Shutters, you can see them in historic buildings, as well as in a hypermodern apartment, you can see them in the Netherlands as well as in New York. Who would expect that this particularly attractive form of sun protection was used thousands of years ago? Where does the origin lie?


It is generally accepted that the ancient Greeks may put the invention of shutters to their name. At that time, they had to deal with strong winds from the sea and therefore built shutters to keep the cold out and the heat in. The first shutters are made of marble and of the ‘Louvre’ type. However, unlike today’s shutters , the slats cannot move. They do, however, limit light and at the same time ensure good air ventilation.
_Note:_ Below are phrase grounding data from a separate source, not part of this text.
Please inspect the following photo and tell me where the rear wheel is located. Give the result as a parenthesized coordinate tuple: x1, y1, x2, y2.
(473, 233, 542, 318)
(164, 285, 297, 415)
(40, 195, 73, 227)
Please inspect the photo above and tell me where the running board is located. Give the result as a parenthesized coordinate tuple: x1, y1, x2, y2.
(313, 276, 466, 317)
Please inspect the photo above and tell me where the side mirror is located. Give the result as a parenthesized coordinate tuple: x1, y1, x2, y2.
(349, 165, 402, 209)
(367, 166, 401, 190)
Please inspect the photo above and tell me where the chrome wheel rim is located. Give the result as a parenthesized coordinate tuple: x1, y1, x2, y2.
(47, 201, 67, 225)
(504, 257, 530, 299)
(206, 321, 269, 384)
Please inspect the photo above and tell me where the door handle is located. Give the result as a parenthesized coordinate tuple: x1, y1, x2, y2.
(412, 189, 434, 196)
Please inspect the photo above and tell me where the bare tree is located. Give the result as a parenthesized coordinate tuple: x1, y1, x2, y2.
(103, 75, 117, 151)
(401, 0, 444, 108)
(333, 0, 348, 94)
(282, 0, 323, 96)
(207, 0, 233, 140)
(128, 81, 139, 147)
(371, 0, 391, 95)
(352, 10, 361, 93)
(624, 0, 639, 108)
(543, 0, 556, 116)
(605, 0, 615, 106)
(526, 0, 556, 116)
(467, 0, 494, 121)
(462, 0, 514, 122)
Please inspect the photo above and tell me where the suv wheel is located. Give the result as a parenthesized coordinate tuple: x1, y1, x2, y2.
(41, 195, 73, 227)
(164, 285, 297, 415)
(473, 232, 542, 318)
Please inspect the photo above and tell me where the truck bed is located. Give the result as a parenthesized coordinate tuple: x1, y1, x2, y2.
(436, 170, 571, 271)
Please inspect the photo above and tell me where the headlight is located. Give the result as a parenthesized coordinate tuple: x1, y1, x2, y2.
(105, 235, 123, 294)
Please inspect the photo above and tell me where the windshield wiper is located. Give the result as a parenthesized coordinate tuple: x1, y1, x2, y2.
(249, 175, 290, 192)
It is a strong weapon against the scorching summer heat.


From Greece to the Mediterranean.

From Greece, the shutter slowly but surely spreads to the Mediterranean. Increasingly, instead of marble, linden wood is used to make shutters. The shape is also slowly but surely changing and designers come up with the movable slats. This makes it possible to regulate the light and air movement, gives shutters a privacy function and also protects them against rain and insects.



England of the 18 the century

In the 15th century the glass window comes in, get shutters for the first time a more decorative function. Initially, glass is only for the wealthy because it is expensive. Among them, it becomes a trend to inlay the top of a window with glass and place shutters at the bottom. As glass becomes more and more a general good, shutters are increasingly used purely as decoration. In the England of the 18th century, shutters stand for a symbol of status and style.


The New World & The name plantation shutters


During the colonization of America, the Spaniards introduce shutters to the New World. They do particularly well with ‘the chic’ in the deep South. Plantation shutters were given this name because they were used in the many country houses and mansions on the cotton plantations. Shutters provided ventilation for the houses during the intense summer heat and protected the houses during the harsh winters.




Today, shutters are an integral part of the American interior. They are immensely popular here and are also regularly used in films to create an atmosphere of light. In Europe, the shutter is undergoing an unstoppable advance, not surprising because shutters are both tough and elegant and fit both in a modern and classic interior.